L’outrage aux puissants a longtemps motivé une absence quasi-totale de liberté d’expression, au mieux une tolérance réduite de l’hétéroclite. On se méfie de ce qui déroge comme susceptible d’engendrer des troubles d’ordre social. C’est une constante de l’histoire à laquelle n’échappe pas l’époque contemporaine, et il y a de bonnes raisons à cela. On aimerait croire à la responsabilité totale de nos gouvernants en la matière, à leur inclination naturelle à empêcher que ne soient divulguées certaines informations dans la crainte que celles-ci ne portent atteinte à une autorité obtenue de haute lutte. Il y aurait ainsi d’un côté une classe politique tout à ses avantages personnels, prête à leur sacrifier les libertés publiques, de l’autre un peuple spolié dans son ensemble, lors même qu’il serait détenteur de vérités spontanées utiles à son salut. Cette grille de lecture, qui porte à tout référer en dernière analyse à une éternelle dichotomie dominants-dominés, a ses mérites. Dès lors qu’il s’agit de rapports humains et des dissemblances qui en découlent, elle est transposable à foison. En outre, sans égard pour les nombreux points de rupture non assumés par la modernité (explicités dans le livre I), ce raccourci permet l’économie de la remise en question par quelque étude plus poussée. On croit ainsi pouvoir tout expliquer sous le sceau de la seule domination du haut vers le bas. Pourtant, sans pouvoir de même parler d’une domination, quelque chose comme un effroi semble émerger du bas, contraindre le haut et, après coup, toute la société. Le lecteur aura ici du mal à nous suivre, nous lui devons les éclaircissements nécessaires. Va donc suivre à présent une théorie de la liberté d’expression.

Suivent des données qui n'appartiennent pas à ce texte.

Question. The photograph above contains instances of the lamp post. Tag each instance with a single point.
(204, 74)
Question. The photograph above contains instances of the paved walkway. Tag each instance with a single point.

L’individu a constamment à l’esprit toute une série de schèmes dont la teneur et l’organisation lui sont propres. En fonction de ses caractéristiques mentales (pour ne pas parler encore de facultés) et de ce que lui soumettent les différentes expériences qu’il éprouve, il se fait une opinion plus ou moins construite, plus ou moins conforme à la réalité de tout objet d’examen. Il n’y a donc pas deux pensées identiques en tous points, mais relativement à certains objets isolés, il y a affinité de pensée, sans quoi aucun consensus et aucune vie en communauté ne seraient jamais envisageables. La raison humaine est le moyen par lequel chaque individu prête ou non crédit au produit de son intellection. Au vrai sens du terme, l’esprit applique ses critères à discriminer entre deux pôles que sont le vrai et le faux, entre ce qui est conforme à la raison et ce qui lui est contraire. Pour qu’il soit valide, cet effort doit faire intervenir le tribunal intime, c’est-à-dire qu’il doit être entrepris à l’abri de toute emprise d’autrui. La confrontation d’idées est certes nécessaire, pour l’animal politique comme pour l’individu spontané, mais en dernière instance, le mot de la fin appartient à la part rationnelle de chacun. En prenant parti pour la modernité, nous devons poser comme préalable que cette part rationnelle est la même en chacun, qu’il y a égalité rigoureuse sur le plan intellectuel au sein de la communauté des hommes. Sur un sujet donné, nous sanctionnons donc bec et ongles l’égalité prérequise de tous les avis et y trouvons notre compte en ayant, en retour, voix au chapitre. L’avis qui l’emporte se fonde alors inévitablement sur l’adhésion du plus grand nombre, quelles que soient par ailleurs la pertinence, la véracité ou la moralité de cet avis. C’est la manière dont fonctionne la social-démocratie contemporaine, ou démocratie « cardinale », égalitaire et horizontale (par opposition à la démocratie « ordinale », hiérarchique et verticale), qui stipule qu’une majorité, par définition, a toujours raison, même lorsqu’elle a tort. Un premier écueil point alors : ce jugement infaillible du nombre ne porte-t-il pas à un certain relativisme des valeurs ? Si oui, comment l’éviter ?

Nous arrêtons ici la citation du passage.